En Madison Avenue de Nueva York, a la altura de la calle 61, dos ricos comercios, uno de Oriente y otro de Occidente, enfrentan sus escaparates desde hace poco. A la derecha de la avenida se encuentra Barneys, uno de los almacenes más selectos, caros y exclusivos de la nación. A la derecha, recién inaugurado, ha aparecido Shangay Tang, propiedad de un acaudalado dandi de China que ya en Hong Kong hizo furor con la explotación, en buenos tejidos, de los vestidos Mao y los cortes que evocan el atuendo de las emperatrices. "Made in China" es el emblema con el que se promueven estas prendas elegantes que anuncia la actriz Gong Li y se venden a los precios de Gianni Versace o de Donna Karan.Oriente frente a Occidente. Frente a la arrogancia de la colonización occidental, norteamericana y europea, los chinos oponen el orgullo de su civilización de 3.000 años, ensoberbecida ahora por el enorme crecimiento económico de las últimas décadas.

Con este cara a cara de las dos culturas, los libros y reportajes en boga no dejan de insistir bien sobre la posibilidad de un enfrentamiento (Samuel Huntington, El choque de las civilizaciones, Paidós, 1997) o bien sobre la posibilidad de un pacífico intercambio moral y formal (Frangois Jullien, Fundar la moral, Taurus, 1997) que revitalizaría ambas culturas.
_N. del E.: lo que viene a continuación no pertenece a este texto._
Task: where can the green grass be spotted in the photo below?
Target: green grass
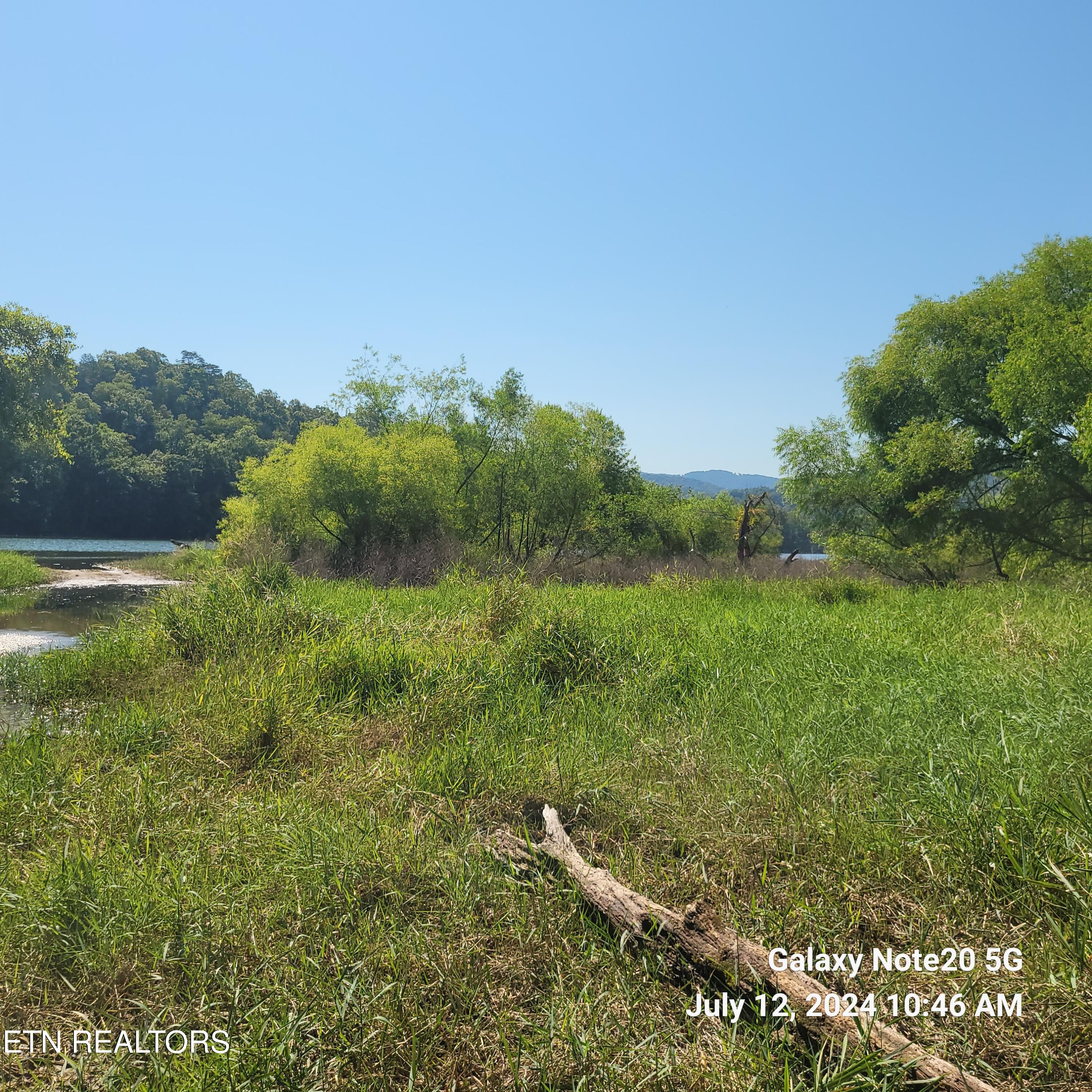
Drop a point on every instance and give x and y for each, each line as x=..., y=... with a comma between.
x=184, y=564
x=20, y=571
x=266, y=804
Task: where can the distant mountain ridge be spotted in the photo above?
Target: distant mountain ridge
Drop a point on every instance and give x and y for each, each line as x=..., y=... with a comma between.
x=713, y=482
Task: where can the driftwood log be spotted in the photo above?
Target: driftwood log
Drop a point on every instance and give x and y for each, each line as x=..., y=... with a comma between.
x=709, y=943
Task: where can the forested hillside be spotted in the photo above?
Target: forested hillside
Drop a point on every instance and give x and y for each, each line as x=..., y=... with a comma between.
x=153, y=449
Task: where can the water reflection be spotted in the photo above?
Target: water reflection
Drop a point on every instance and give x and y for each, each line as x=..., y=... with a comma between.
x=55, y=617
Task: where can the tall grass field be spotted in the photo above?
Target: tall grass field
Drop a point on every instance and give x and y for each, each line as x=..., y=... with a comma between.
x=19, y=571
x=264, y=805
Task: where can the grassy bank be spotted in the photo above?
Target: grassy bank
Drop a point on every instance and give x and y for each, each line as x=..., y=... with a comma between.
x=20, y=571
x=265, y=803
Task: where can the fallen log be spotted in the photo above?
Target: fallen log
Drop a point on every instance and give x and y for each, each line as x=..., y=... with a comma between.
x=708, y=942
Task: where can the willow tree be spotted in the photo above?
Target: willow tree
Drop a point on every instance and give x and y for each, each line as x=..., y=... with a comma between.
x=968, y=438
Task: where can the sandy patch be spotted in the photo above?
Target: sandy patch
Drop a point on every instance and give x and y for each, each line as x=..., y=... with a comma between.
x=32, y=640
x=106, y=576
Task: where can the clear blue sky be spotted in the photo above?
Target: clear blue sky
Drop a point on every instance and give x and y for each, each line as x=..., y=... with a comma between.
x=689, y=214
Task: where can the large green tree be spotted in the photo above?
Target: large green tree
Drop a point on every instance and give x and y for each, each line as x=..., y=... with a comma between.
x=968, y=438
x=36, y=375
x=153, y=448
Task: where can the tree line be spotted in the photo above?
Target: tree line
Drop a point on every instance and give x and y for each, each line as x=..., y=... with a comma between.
x=132, y=445
x=124, y=445
x=418, y=456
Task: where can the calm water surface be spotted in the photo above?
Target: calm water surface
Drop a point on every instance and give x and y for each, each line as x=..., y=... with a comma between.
x=83, y=553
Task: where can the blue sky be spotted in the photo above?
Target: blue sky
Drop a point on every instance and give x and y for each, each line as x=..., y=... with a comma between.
x=689, y=214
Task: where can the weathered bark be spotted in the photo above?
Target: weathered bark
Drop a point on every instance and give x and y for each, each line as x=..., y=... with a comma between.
x=710, y=943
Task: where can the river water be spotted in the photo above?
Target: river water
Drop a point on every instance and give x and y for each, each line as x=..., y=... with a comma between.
x=92, y=592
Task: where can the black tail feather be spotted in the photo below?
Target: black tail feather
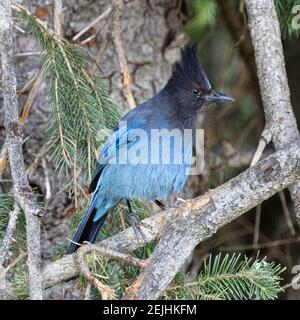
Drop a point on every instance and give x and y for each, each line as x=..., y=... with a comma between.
x=87, y=231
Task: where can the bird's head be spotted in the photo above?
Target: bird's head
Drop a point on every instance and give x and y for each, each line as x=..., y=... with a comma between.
x=189, y=84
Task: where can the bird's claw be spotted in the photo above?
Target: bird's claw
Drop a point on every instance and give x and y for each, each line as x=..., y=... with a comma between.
x=136, y=225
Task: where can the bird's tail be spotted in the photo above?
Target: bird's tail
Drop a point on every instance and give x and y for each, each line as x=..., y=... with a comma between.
x=88, y=230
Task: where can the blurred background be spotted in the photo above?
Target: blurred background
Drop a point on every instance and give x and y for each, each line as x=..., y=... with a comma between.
x=153, y=33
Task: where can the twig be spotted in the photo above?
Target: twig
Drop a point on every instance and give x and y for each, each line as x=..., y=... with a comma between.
x=264, y=140
x=117, y=39
x=257, y=225
x=22, y=190
x=106, y=292
x=57, y=16
x=85, y=29
x=7, y=239
x=98, y=57
x=29, y=53
x=265, y=33
x=261, y=245
x=24, y=114
x=287, y=213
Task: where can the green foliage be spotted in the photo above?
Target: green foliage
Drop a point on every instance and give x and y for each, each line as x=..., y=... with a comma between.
x=285, y=15
x=204, y=16
x=6, y=205
x=16, y=257
x=231, y=278
x=81, y=107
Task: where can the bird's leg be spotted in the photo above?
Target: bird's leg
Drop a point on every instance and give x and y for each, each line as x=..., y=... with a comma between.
x=160, y=204
x=136, y=222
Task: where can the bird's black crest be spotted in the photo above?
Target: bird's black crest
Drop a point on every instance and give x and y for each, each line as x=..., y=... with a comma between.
x=187, y=72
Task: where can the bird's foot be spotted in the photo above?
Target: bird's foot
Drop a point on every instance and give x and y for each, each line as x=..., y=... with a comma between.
x=163, y=206
x=179, y=202
x=137, y=224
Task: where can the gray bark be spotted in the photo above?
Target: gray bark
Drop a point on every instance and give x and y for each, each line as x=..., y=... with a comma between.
x=22, y=192
x=186, y=226
x=280, y=120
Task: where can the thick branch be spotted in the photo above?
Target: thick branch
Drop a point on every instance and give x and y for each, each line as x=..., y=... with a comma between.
x=7, y=239
x=275, y=93
x=196, y=220
x=22, y=191
x=201, y=218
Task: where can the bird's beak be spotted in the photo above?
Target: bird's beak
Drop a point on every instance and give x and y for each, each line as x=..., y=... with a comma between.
x=217, y=96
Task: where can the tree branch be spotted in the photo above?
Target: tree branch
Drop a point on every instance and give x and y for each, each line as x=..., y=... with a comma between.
x=22, y=191
x=7, y=239
x=199, y=219
x=275, y=93
x=117, y=39
x=196, y=220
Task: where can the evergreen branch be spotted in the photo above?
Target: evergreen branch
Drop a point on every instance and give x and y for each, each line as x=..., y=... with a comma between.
x=80, y=103
x=285, y=15
x=231, y=277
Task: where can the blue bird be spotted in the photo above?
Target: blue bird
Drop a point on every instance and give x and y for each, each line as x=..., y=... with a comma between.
x=131, y=165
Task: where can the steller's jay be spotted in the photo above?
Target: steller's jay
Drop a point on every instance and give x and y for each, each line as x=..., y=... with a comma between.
x=175, y=108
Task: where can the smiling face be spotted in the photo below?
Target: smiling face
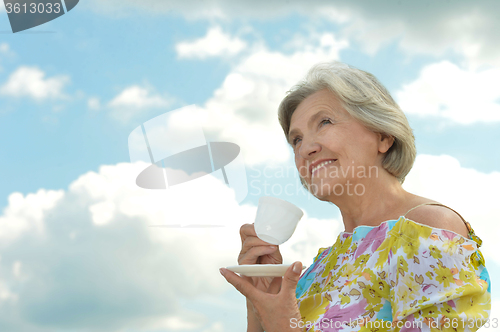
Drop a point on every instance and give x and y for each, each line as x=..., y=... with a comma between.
x=333, y=151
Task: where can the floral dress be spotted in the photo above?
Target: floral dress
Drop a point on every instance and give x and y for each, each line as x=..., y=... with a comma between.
x=398, y=276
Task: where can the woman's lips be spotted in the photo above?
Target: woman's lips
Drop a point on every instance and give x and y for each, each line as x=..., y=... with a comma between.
x=321, y=165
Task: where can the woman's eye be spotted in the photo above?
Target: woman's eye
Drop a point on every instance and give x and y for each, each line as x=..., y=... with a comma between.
x=325, y=121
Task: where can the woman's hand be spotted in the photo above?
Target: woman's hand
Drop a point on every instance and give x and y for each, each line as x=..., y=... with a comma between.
x=257, y=251
x=276, y=308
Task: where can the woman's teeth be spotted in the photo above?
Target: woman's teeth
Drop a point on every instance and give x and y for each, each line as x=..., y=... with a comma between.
x=321, y=165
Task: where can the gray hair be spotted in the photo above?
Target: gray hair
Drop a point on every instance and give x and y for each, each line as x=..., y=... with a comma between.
x=365, y=99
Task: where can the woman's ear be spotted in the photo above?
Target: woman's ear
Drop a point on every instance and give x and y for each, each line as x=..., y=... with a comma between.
x=385, y=142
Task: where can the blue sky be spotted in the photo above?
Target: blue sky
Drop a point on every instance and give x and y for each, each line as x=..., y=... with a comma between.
x=72, y=90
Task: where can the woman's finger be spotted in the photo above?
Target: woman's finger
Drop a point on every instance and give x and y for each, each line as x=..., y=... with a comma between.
x=247, y=230
x=241, y=285
x=275, y=286
x=251, y=256
x=251, y=242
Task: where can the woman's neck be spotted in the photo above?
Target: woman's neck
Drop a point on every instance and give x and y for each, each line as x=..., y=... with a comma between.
x=383, y=198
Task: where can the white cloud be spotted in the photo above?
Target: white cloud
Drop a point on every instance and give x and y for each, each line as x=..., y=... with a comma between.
x=141, y=276
x=121, y=273
x=472, y=193
x=135, y=100
x=444, y=90
x=91, y=247
x=434, y=28
x=31, y=82
x=94, y=103
x=244, y=109
x=215, y=43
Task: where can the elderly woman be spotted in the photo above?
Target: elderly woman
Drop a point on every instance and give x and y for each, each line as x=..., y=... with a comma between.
x=404, y=262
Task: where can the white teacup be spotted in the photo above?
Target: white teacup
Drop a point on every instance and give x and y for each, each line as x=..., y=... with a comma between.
x=276, y=219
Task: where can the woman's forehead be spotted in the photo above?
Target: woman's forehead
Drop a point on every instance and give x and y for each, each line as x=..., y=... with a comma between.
x=322, y=101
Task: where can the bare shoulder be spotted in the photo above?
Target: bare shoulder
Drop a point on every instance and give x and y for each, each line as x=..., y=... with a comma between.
x=439, y=217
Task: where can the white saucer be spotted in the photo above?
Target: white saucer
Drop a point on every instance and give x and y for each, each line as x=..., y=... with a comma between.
x=261, y=270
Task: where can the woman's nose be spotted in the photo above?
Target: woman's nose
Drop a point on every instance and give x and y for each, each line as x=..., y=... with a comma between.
x=308, y=148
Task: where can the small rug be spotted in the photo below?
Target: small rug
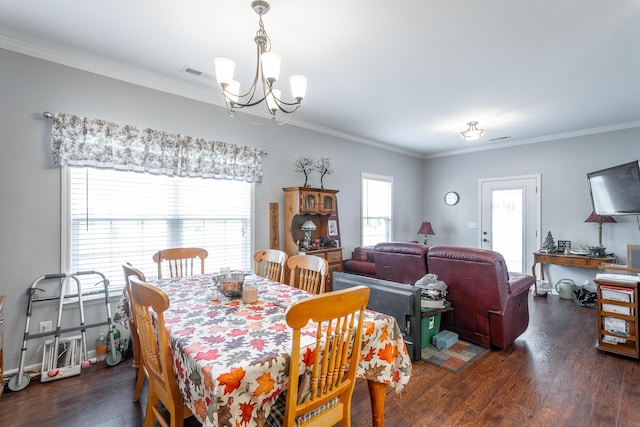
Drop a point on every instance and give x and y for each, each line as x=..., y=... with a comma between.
x=456, y=358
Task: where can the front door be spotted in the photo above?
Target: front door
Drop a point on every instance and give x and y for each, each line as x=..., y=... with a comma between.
x=510, y=219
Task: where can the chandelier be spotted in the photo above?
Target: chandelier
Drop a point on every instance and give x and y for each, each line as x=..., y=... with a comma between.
x=473, y=133
x=267, y=73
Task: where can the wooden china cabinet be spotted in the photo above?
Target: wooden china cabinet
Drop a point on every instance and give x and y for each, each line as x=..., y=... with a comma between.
x=320, y=206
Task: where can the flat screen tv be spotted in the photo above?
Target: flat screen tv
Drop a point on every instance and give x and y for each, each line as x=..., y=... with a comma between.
x=616, y=190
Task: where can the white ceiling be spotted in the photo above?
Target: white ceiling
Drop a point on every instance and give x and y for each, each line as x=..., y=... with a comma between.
x=403, y=74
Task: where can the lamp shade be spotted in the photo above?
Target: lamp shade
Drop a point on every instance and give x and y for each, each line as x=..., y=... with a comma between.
x=426, y=228
x=600, y=219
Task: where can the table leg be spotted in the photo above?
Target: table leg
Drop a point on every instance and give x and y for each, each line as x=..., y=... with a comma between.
x=533, y=273
x=377, y=393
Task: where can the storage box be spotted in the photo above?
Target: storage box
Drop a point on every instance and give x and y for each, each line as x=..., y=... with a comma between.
x=429, y=328
x=445, y=339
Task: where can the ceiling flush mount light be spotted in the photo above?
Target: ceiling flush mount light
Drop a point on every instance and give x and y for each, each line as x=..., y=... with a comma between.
x=473, y=133
x=267, y=73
La moda, cara a cara, en Madison Avenue sería una benévola representación de las dos posturas. ¿Pero es realmente así? ¿Hay una equivalencia entre ambos polos?

El último número de Newsweek dedica un informe especial al cruce entre una civilización y otra, a la mixtura en las músicas, la fusión de religiones, la fraternidad entre las artes de una y otra parte del planeta. La apreciación de Newsweek es respetuosa con lo que llega y optimista sobre un porvenir donde la mezcla sea en condiciones similares. Demasiado optimista; la realidad dista de parecerse a un trueque equilibrado, y más bien lo que está sucediendo no sólo en la moda, sino en los valores y las formas de vida, es el triunfo de la occidentalización sin compensaciones.

Mientras occidente despliega en Cantón, en Shenzhen o en Shanghai sus productos sin traducirlos a la cultura china, los chinos, sea para ganar un premio en Cannes o en Venezia, sea para promocionar un conjunto musical o para acreditar un restaurante, deben occidentalizar sus signos y sus contenidos. O incluso más: deben poner en manos de los managers occidentales aquello que desean introducir mejor. Recientemente, Malcom McLaren, que promovió a los Sex Pistols, es el creador del conjunto Jungk, una banda formada por mujeres, al estilo de las Spice Girls, con un toque de kung fu. Parecida receta, con salpicadura oriental, es la que sirve al saxo Fred Ho para triunfar mezclando jazz con melodías de ópera china, o a Galiano y Muggler para arreglar a la alta sociedad de Occidente los estilos orientales.

Contra la idea de que el mundo se desliza hacia una promiscuidad de estilos y creencias, lo más seguro es que Occidente, mediante unos u otros disfraces, esté haciendo el planeta a su semejanza. Cierto que en cada territorio permanecen usos, creencias y folklores que se siguen respetando, pero son irrelevantes en el mercado internacional del valor. Cierto que la cultura occidental se salpica de detalles exóticos, pero no pasa de ser un juego de moda. En la ciencia, en la economía, en los ídolos del deporte, en las estrellas del cine o de la televisión la primacía es occidental; primordialmente norteamericano y cada vez más. Preocupados por esta recolonización, los chinos han reaccionado en los últimos años con una oleada nacionalista impulsada desde el poder. Confucio, antes aniquilado por Mao, ha recuperado un estatuto de gran Dios oficial, pero la calle mira menos hacia ese punto que hacia los escaparates de Madison Avenue: unas veces con resentimiento, otras con complejo, otras con precauciones morales, pero, finalmente, aceptándolo como una seducción fatal.